Maybe I don't use a mouse to understand _my_ code. Maybe I use it to understand the code of someone who left the company years before I was hired. I think the place that TS really shines is in helping people get up to speed quickly on code they had nothing to do with writing (spoiler, an article somewhere in my queue is "that time Typescript saved my project").
If you consider comments to be code, then you're already writing at least 2x the code anyway. The thing TS gives you is it takes a lot of the conflict out of it when people inevitably don't follow someone's rules. And of course it gives you better tooling (wah wah wah, right?).
Generics don't have to be agonizingly cryptic, and they're best when they're used in ways that people don't need to think about them, such as
function doSomething<T>(someArg: T) : T[]{
//function here returns an array of the same type that the argument was
}
Then when you call
doSomething('foo')
, TS picks up automatically you'll get back an array of strings.

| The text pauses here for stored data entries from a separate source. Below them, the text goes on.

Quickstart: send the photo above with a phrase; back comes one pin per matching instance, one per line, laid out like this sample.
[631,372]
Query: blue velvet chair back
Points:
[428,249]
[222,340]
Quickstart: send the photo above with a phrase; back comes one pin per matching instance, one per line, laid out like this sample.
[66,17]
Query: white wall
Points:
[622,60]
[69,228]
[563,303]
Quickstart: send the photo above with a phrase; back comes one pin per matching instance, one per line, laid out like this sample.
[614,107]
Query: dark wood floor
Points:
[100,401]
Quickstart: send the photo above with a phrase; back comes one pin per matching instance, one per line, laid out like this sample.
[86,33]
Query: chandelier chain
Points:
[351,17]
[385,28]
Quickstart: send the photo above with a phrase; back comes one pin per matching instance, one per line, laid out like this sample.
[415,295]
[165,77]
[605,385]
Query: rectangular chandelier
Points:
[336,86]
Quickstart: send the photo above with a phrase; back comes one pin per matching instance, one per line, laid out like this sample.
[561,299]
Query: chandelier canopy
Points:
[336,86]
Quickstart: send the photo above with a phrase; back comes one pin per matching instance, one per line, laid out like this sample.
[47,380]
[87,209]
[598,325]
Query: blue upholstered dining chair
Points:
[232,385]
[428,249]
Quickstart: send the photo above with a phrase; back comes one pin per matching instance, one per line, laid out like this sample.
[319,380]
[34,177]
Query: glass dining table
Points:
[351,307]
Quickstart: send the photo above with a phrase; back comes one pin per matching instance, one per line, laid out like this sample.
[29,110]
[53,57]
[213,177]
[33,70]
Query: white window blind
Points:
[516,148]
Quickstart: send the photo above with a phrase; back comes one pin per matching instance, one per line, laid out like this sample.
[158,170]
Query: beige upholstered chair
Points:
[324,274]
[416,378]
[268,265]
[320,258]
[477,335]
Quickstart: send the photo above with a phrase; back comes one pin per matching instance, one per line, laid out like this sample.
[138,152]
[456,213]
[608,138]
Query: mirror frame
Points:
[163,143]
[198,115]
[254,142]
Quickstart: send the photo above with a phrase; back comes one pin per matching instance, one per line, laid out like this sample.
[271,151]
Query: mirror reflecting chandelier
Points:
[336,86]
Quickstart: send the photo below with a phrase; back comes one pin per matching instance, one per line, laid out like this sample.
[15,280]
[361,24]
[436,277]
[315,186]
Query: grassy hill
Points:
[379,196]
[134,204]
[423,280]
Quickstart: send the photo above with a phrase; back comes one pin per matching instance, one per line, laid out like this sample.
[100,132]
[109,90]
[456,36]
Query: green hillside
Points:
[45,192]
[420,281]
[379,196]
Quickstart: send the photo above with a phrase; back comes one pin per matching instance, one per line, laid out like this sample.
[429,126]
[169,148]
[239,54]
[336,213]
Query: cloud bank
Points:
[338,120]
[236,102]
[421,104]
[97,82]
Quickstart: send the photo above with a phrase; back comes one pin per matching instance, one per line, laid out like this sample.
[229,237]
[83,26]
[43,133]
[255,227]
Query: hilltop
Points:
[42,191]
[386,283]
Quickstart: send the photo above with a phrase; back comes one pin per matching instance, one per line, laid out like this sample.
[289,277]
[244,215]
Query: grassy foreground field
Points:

Javascript is an amazingly flexible language, and generics allow you to express that flexibility while keeping strong types. The problem is that many, if not most, developers who use it use it because they're made to use it and not because they particularly care about the benefits, and in that case they don't use it well. But this can be said of a lot of technologies--if you put them in the hands of developers who just want to bang out code and go home, you're not going to get great results.
In addition, it takes around a year to get to where you have enough experience to start to get those benefits--so you're right that on a lot of projects you get no benefits, either because of attrition before that year point or because the project isn't long enough for the benefits to be felt.
The irony is that the more experience you have with TS, the fewer types you write, because you learn that TS is actually pretty good at reading the code and inferring types, which then are enforced later (and available to the tooling wah wah).
The problem in too much of our industry is that people make technical decisions based on blog posts by people who have more influence than their skill level justifies rather than understanding the basics. But then one way to get that influence is to tell people that the basics aren't important and you'll be just fine if you can slap something together by the end of the sprint.